# Funeral ode on the assassination of Ion Dragoumis



## Theseus (Sep 15, 2017)

What does this ode by Kostas Palamas mean on the assassination of Ion Dragoumis:

Λευκή ας βαλθεί όπου έπεσες, Κολώνα
(Πώς έπεσες, γραφή να μη το λέη)
Λευκή με της Πατρίδας την εικόνα
Μόνο εκείνη ταιριάζει να σε κλαίη,
Βουβή, μαρμαρωμένη να σε κλαίη!

I can roughly translate the first two lines as:

Let a white column be set up where you fell
(How you fell the written word cannot express it)
A white column with the picture of the Fatherland
Only that is sufficient to lament you
Dumb, cast in marble to lament you! 

Is this vaguely right?


----------



## Marinos (Sep 15, 2017)

I admire your spectacular changes of register, Theseus! :)
The second verse should rather be "no inscription should say how you fell", i.e. better not to mention that you were killed by Greek hands. Dragoumis, a fervent nationalist, was killed during the civil strife between Venizelos' and King Konstantinos' supporters. The same sentiment is expressed in the fourth verse: It only befits to Fatherland to mourn you, not to your compatriots who lost this right by committing fratricide.


----------



## Theseus (Sep 15, 2017)

As I've hinted elsewhere, Marinos, I try to read widely.

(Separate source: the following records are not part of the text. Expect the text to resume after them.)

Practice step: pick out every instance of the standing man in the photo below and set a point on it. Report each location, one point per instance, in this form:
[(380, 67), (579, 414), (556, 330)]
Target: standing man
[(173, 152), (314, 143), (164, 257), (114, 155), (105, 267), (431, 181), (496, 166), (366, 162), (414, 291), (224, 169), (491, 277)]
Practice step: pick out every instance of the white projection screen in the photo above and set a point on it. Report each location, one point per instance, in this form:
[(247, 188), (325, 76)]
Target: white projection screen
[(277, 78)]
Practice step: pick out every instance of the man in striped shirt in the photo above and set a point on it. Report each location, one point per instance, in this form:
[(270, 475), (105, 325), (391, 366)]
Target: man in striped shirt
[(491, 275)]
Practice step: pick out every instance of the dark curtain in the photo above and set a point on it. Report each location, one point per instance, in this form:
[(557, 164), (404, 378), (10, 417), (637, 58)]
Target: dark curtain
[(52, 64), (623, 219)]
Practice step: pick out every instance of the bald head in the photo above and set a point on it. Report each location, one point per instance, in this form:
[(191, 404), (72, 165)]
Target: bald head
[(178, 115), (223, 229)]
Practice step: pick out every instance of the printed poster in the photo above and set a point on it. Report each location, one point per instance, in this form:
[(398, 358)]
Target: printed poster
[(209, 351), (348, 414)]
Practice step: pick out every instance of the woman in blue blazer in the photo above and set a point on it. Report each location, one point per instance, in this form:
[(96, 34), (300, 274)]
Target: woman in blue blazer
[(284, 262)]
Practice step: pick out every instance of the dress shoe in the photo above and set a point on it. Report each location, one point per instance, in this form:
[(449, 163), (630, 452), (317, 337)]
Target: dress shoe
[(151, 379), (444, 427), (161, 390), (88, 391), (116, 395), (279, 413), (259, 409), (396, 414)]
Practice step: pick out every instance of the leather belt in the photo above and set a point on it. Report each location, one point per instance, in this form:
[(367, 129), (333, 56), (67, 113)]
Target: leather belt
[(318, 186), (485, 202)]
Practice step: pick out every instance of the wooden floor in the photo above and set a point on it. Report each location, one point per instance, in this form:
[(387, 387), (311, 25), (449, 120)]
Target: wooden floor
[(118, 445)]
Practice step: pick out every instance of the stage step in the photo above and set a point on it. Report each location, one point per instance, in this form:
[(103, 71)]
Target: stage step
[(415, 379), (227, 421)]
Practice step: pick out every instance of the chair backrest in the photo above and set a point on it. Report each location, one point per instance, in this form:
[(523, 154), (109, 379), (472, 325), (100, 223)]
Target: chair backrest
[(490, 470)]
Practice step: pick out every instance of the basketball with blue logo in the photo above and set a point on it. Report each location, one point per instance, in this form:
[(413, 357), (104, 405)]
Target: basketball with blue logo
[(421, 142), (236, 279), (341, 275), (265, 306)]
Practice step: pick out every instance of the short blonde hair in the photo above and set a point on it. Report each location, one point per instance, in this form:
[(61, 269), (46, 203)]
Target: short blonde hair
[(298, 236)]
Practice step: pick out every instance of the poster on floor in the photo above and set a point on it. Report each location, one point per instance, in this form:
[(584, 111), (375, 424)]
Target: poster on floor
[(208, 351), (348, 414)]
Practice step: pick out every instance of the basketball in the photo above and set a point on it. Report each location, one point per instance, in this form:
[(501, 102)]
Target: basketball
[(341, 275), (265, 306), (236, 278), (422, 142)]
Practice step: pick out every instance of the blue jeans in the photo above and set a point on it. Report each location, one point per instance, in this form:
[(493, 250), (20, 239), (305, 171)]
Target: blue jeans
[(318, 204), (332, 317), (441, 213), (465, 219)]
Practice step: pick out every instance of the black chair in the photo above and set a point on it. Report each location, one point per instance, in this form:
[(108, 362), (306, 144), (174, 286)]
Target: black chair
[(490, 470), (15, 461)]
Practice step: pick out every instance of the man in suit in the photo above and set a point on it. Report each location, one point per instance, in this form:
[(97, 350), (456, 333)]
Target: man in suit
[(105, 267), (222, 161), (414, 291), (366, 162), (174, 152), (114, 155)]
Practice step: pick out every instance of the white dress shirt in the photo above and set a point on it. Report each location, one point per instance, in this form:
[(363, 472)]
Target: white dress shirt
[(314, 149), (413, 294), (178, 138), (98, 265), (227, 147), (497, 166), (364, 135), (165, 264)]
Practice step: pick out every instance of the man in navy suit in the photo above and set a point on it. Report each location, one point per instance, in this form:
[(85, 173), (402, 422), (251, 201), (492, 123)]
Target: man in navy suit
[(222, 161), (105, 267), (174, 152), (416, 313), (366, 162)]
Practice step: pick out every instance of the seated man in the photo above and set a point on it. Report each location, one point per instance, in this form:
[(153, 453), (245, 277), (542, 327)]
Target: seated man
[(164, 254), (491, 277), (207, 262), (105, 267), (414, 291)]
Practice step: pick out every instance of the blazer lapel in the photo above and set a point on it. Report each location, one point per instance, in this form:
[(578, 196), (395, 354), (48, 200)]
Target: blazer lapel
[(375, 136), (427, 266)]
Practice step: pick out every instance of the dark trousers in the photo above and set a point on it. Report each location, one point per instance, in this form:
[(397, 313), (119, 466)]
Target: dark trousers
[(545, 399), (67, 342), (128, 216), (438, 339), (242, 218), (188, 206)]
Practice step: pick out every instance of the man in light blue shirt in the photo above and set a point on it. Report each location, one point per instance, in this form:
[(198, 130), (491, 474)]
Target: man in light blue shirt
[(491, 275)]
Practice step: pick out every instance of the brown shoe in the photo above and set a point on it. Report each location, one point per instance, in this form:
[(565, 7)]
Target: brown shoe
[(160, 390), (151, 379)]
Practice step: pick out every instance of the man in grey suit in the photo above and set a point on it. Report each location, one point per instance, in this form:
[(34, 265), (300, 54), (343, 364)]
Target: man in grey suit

One day it might be a pop song, another a piece of Greek literature. One day I listen to YouTube Greek with English subtitles: all to improve my knowledge.
What exactly does the line Λευκή με της Πατρίδας την εικόνα mean: 'white with the picture of the Fatherland' doesn't really make sense to me. Can you elucidate with greater precision?


----------



## Marinos (Sep 15, 2017)

I think, "a white (column), with the picture of the Fatherland engraved on it". Early twentieth-century Greek poetry, and perhaps especially Palamas, make frequent use of διασκελισμός (is there an English term?), i.e. phrases divided across verses, and repetitions (λευκή for κολώνα is found also in the first verse). Also, Fatherland or rather Motherland (strikingly similar to Turkish _ana vatan_) is a very common figure in this imagery, something like la République in pre-WWII France.


----------



## Theseus (Sep 15, 2017)

Thanks, Marinos. 'Anaphora' is the repetition of a certain word or phrase at the beginning of successive lines of writing/speech or most often poetry.' The continuation of a sentence without a pause beyond the end of a line, couplet, or stanza is 'enjambment'.
Like you, I prefer the term motherland, native land or mother country. 'Fatherland' now has negative overtones.


----------



## Earion (Sep 15, 2017)

77A Queen Sophia Avenue, Athens


----------



## Earion (Sep 15, 2017)

Is it an ode? I would call it a funeral epigram.


----------



## Theseus (Sep 15, 2017)

It is properly a Νεκρική Ωδή: my mistake for the imprecision. :) Thanks for the photograph.


----------



## SBE (Sep 16, 2017)

I think some punctuation might be of help with the meaning: 
Λευκή ας βαλθεί όπου έπεσες, Κολώνα.
(Πώς έπεσες, γραφή να μη το λέη)
Λευκή, με της Πατρίδας την εικόνα.
Μόνο εκείνη ταιριάζει να σε κλαίη,
Βουβή, μαρμαρωμένη να σε κλαίη!

Λευκή, με της Πατρίδας την εικόνα= white; with the image of the motherland


----------



## Theseus (Sep 16, 2017)

Thanks, SBE.:)


----------